Hi Raymond congratulations on your progress and ned of treatment. I an right behind you with 14 rad treatment to go. They decided to shorten the cisplatin to 2 because the tumor responded so well. The second cisolatin was very hard. I had it on the 18th and have had delayed vomiting ever since. I eliminated tongue and mouth sores by insisting on a teeth protector - it worked and my tongue and mouth sore are already healed up.

Hello again to everyone
I am now three weeks past my last radiation treatment I still cant swollow or eat anything much I mmanage to get a couple of mouthfulls of water in but thats about it. I was wondering how long it tool most of you to start eating again and what did you eat or drink at the end of all the treatments. any tips on what to try will help alot. I am getting very fustrated that I cannot drink or eat. I still have a lot of white mucus and some welting on the soft pallet throat and tounge this is what is causing most of my discomfort. I also seen the radioligest and it sounded like he was planting the seed for a operation he said that the node in my neck has shrunk to less than 25% of it's originiol size but it's not as small as he would like it said it has to be gone and we will wait a few weeks more and decide on the surgery. anyway if any one could tell me what they started to drink or eat after radiation to give to give me more energey it would be great Thanks for all your replys
Ray

My radiation was completed at the end of Nov 2002 and I had a medical food called "FiberSource HN" which was the liquid they fed me when I was in hospital during the surgery. The difference was that in hospital I was fed throught nose tube, at home I just drink it. My Radiation doctor said it was the best nutrition I could get.

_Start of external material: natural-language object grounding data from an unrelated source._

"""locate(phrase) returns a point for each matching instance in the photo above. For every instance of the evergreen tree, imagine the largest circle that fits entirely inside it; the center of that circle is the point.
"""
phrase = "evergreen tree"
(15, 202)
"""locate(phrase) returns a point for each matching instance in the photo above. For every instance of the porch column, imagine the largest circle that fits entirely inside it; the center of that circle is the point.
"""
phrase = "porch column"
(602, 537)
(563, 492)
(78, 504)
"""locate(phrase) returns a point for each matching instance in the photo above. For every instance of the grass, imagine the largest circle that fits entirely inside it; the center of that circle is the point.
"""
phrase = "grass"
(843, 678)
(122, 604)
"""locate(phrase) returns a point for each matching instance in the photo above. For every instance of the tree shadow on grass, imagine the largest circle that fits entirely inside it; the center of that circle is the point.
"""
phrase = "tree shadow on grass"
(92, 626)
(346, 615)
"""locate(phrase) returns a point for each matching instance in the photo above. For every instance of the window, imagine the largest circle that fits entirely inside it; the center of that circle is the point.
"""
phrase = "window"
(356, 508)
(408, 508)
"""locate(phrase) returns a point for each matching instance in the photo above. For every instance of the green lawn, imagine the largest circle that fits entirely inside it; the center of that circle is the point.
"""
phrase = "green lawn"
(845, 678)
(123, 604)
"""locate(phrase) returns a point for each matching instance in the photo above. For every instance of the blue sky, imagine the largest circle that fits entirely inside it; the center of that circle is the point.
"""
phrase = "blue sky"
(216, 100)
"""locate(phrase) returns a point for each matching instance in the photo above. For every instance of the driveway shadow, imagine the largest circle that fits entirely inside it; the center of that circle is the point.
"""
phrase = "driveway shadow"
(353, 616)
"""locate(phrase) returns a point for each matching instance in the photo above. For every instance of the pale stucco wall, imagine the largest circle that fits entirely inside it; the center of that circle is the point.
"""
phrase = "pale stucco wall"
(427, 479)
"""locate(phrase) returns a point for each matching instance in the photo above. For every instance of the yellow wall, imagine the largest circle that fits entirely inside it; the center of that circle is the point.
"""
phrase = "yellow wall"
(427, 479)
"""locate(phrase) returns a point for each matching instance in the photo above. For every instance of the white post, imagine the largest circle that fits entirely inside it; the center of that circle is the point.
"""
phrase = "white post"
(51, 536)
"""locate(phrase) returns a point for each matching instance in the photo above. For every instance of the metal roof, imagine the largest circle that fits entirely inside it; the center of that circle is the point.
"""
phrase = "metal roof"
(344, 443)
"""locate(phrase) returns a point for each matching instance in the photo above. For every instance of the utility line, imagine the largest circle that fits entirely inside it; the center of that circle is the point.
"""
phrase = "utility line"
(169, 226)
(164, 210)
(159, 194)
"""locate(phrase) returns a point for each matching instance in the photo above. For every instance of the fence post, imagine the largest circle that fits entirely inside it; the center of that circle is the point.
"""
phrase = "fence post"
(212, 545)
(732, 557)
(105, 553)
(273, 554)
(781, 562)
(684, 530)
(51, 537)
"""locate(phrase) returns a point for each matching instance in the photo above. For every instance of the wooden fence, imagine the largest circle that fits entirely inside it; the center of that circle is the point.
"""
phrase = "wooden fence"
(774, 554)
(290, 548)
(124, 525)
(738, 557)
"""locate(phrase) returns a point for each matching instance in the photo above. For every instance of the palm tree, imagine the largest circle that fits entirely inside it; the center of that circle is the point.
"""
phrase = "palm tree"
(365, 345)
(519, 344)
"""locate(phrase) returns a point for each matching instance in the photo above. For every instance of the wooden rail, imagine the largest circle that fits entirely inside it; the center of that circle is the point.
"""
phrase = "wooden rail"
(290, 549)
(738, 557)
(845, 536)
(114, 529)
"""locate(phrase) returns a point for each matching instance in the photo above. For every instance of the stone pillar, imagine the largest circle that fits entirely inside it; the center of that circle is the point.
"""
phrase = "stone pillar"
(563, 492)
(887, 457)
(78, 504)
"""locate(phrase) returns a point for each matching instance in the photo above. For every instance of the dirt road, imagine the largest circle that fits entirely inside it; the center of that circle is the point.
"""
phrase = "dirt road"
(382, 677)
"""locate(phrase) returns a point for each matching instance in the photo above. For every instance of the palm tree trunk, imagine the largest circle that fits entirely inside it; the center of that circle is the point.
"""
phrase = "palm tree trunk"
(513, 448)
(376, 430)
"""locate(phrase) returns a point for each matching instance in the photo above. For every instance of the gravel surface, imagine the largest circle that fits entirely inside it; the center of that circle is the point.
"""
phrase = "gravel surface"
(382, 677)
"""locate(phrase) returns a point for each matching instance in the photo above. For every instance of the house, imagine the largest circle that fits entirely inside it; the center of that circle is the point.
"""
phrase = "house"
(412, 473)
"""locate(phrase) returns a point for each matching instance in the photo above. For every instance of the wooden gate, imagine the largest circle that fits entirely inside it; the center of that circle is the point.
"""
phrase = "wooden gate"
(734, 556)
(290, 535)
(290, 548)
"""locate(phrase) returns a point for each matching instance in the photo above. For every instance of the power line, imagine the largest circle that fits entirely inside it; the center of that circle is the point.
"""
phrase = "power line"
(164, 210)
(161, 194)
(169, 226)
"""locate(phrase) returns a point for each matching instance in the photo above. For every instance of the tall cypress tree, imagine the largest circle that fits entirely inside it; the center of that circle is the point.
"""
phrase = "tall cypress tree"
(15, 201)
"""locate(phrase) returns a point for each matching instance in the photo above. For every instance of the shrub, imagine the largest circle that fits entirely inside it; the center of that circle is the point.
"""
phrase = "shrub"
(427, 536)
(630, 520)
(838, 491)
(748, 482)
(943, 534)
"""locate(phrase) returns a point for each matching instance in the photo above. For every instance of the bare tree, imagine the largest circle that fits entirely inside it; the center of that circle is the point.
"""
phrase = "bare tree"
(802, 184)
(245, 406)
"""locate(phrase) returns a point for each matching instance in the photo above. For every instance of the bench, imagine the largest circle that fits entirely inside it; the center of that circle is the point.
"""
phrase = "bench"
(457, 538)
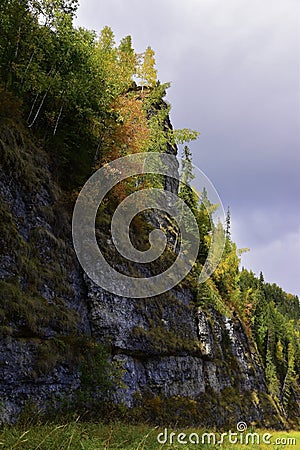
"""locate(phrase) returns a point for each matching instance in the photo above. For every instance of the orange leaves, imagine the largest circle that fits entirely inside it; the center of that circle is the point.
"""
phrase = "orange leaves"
(127, 133)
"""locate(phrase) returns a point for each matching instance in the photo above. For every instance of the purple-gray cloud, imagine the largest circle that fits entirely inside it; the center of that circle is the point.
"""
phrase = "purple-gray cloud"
(234, 68)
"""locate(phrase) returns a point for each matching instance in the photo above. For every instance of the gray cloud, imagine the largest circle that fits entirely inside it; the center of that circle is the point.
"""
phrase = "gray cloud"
(234, 68)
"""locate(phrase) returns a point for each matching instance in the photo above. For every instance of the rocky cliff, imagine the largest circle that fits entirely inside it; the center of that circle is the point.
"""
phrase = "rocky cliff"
(172, 350)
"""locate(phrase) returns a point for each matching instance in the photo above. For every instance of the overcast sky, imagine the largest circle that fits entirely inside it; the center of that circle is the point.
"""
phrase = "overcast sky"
(234, 69)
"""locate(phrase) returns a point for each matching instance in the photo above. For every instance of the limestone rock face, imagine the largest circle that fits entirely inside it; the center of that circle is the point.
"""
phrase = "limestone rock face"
(167, 346)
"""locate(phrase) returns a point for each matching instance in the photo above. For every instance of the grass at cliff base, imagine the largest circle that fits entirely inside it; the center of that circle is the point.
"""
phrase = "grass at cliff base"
(122, 436)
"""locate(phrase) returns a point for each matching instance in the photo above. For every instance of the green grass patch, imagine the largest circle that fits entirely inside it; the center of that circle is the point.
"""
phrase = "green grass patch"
(75, 435)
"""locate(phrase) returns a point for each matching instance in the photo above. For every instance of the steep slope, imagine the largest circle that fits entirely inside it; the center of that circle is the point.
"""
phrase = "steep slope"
(173, 352)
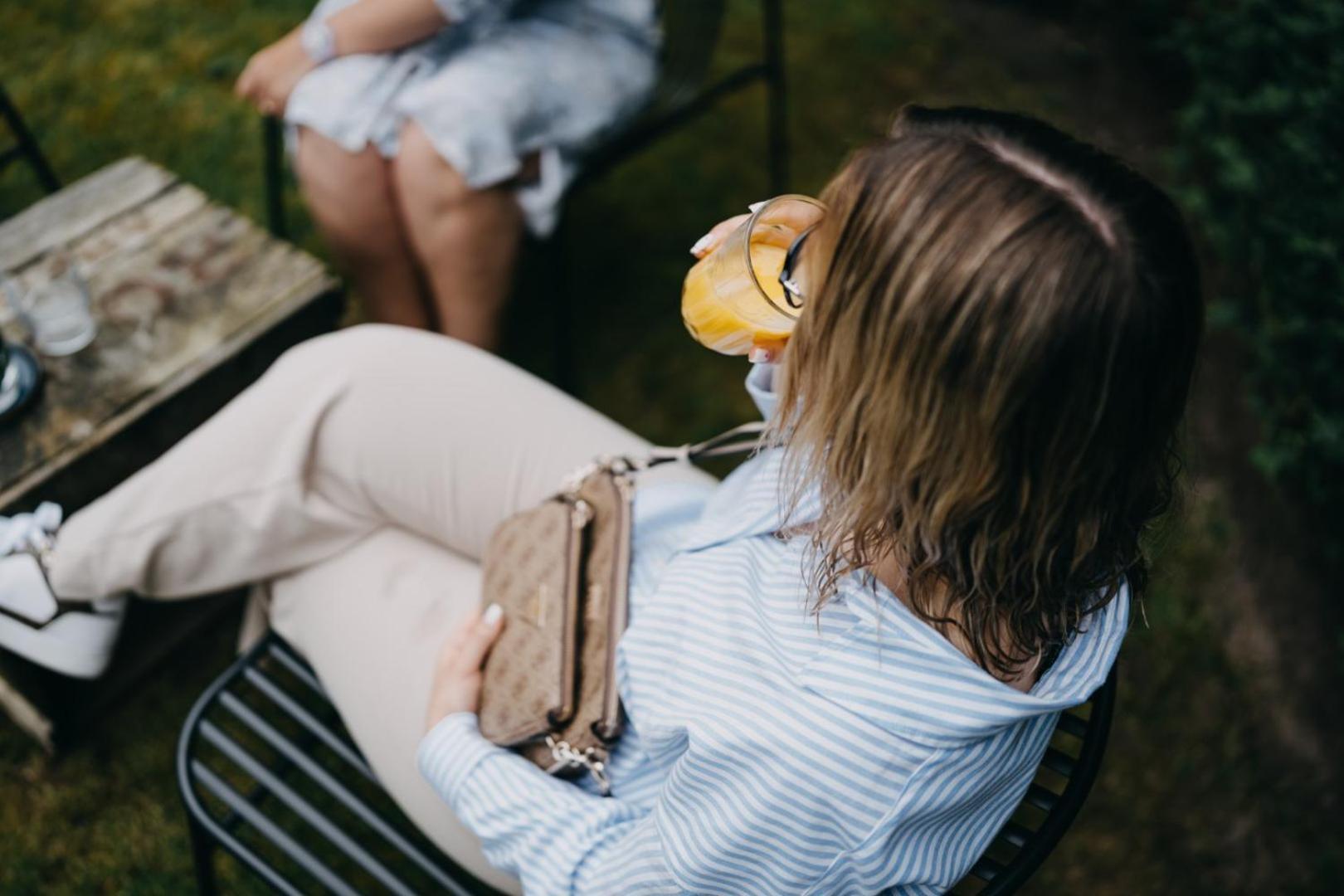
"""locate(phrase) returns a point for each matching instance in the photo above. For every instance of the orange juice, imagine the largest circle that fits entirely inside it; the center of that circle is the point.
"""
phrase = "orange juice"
(722, 305)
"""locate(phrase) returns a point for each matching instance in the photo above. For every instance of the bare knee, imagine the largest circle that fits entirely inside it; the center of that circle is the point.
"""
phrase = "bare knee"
(425, 183)
(347, 192)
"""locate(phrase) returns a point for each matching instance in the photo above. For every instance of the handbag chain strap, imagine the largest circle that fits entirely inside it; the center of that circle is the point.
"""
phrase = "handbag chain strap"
(739, 440)
(735, 441)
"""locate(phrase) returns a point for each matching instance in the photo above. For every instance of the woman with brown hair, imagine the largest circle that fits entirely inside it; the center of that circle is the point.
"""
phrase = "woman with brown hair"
(843, 661)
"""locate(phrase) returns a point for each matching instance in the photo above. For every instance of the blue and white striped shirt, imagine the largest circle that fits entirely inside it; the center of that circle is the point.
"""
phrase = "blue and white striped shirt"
(771, 750)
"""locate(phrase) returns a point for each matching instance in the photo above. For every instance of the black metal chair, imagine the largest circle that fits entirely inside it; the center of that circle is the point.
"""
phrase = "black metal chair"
(24, 147)
(269, 776)
(684, 93)
(689, 35)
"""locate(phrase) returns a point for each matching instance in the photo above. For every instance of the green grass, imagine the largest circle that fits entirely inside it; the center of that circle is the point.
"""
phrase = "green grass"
(1194, 794)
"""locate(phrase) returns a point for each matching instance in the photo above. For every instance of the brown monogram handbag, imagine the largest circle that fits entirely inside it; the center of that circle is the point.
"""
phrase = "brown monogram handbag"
(559, 571)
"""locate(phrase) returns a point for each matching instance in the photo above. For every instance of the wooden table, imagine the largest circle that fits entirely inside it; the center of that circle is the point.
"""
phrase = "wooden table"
(192, 303)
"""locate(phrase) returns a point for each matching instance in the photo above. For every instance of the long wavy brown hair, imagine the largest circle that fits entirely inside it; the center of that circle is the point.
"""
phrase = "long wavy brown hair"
(990, 373)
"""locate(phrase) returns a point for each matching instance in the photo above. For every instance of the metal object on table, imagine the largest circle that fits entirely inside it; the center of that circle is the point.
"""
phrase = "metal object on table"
(21, 379)
(304, 811)
(191, 304)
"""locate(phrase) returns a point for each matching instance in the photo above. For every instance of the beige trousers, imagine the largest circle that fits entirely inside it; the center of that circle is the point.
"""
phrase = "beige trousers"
(362, 477)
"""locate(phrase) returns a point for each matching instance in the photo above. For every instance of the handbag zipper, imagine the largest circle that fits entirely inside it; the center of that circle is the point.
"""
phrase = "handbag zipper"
(581, 514)
(609, 726)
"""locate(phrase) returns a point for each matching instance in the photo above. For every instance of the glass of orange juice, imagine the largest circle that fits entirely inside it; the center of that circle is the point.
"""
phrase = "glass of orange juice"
(734, 299)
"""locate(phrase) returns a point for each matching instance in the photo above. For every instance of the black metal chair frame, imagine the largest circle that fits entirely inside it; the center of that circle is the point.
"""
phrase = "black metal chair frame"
(691, 32)
(261, 672)
(24, 147)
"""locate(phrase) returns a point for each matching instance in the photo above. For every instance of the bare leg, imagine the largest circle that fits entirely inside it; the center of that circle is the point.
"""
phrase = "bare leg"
(353, 201)
(466, 240)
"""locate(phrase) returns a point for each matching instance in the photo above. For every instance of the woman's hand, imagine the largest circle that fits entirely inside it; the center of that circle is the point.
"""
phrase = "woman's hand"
(457, 677)
(761, 353)
(270, 75)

I started to eat normal food in late Jan, but I had hyperbaric oxygen treatment which expedited the healing of radiation wound, so it is a different story.

Raymond,
You have to be patient. I finished radiation treatments around Sep 6th and have only been eating for about a month, since I had my esophagus stretched. It is different for everybody, but it was close to 5 months before my throat was not too sore to attempt to swallow anything but pureed noodle soup.
Now that my throat is much more healed ( and my esophagus has been stretched twice...which is not necessary for most people ). I can eat fish, Rice Krispies, cheesecake, spaghettiO's, baked sweet potatoes, thicker soups, and other soft stuff.
However eating is still not easy and I can only eat small portions. I had a new PEG put in yesterday and I still use it as well as eat a few things and drink a lot of Ensure Plus.
Best of Luck,
Danny G.

Danny...I like your list of new foods! Sounds like you are doing great. You are only a few months away from the really great eats... But it is good to see that you are not PEG dependent anymore.